Wenzhou Shoes Material Co Ltd unexpectedly ceased production on Aug 29, and just a few days ago, the boss of Wenzhou Jinchao Electrical Appliances Co, located in southeast Wenzhou's Yueqing city, was also reported to have gone to ground. There has subsequently been speculation that he is in trouble with an underwriting company.

Wenzhou Tietong Electrical Equipment and Alloy Industry Ltd Co, Wenzhou Shoes Material Ltd Co and Wenzhou Jinchao Electrical Equipment Ltd Co all fell into the same trap in August.

"All those businessmen had become involved in borrowing money from underground banks and they failed to return the money with the high, ever-increasing interest on time," said Xu Liangxi, deputy director of the Wenzhou Marketing Management Association. "The vicious circle has already started to devour the companies' capital, causing problems for firms that have been in operation for 10 to 20 years."

As a result of these defaults, the private money lenders have started to worry about the increasing risk of lending money to SMEs.

"Most of us have been scared by the recent mass defections of businessmen so we have to double check all company information in detail before lending money, and a written IOU is essential now," said Wang Jianxiao, the owner of a private underground bank in Wenzhou who used to lend millions of yuan to SMEs during the peak period without any formal IOUs.

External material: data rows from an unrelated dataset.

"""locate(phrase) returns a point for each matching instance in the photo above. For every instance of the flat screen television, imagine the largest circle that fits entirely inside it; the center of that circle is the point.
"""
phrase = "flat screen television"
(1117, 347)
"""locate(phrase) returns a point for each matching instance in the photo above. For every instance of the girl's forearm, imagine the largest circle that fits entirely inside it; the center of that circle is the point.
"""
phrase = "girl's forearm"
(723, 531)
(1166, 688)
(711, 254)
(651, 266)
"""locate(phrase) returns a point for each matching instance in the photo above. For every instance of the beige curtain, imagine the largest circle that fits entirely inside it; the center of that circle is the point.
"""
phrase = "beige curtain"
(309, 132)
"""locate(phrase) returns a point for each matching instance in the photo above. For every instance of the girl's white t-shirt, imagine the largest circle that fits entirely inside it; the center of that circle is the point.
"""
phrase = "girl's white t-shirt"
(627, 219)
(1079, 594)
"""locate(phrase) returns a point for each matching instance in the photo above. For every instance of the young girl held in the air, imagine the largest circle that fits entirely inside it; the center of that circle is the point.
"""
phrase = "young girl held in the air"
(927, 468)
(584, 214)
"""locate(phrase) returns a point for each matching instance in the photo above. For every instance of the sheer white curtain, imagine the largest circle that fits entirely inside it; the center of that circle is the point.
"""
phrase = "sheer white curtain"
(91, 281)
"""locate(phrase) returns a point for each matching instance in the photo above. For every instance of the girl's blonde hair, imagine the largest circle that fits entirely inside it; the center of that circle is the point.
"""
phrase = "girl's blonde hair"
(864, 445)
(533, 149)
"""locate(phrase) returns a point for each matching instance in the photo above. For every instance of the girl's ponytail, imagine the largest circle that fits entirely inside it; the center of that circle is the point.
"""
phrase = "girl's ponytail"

Wang added that the tightened loan policies have restricted the cash flow for businessmen, forcing them to return the money to the lenders.

Most of the money lenders and collectors have temporarily ceased loaning large sums because they are wary of losing out.

"The collapse of the underground banks, which would be the worst consequence for the private money lenders and borrowers in Wenzhou, will become reality sooner or later if the cash-flow problem is not solved," said Chen Gongmeng, chairman of Wenzhou Strategic Investors Federation.

Chen added that hopefully the official bank loans policy will be loosened and that more underwriting companies will lend money to SMEs at lower interest rates than those offered by the gray-market lenders to ease a situation that has the potential to become severe.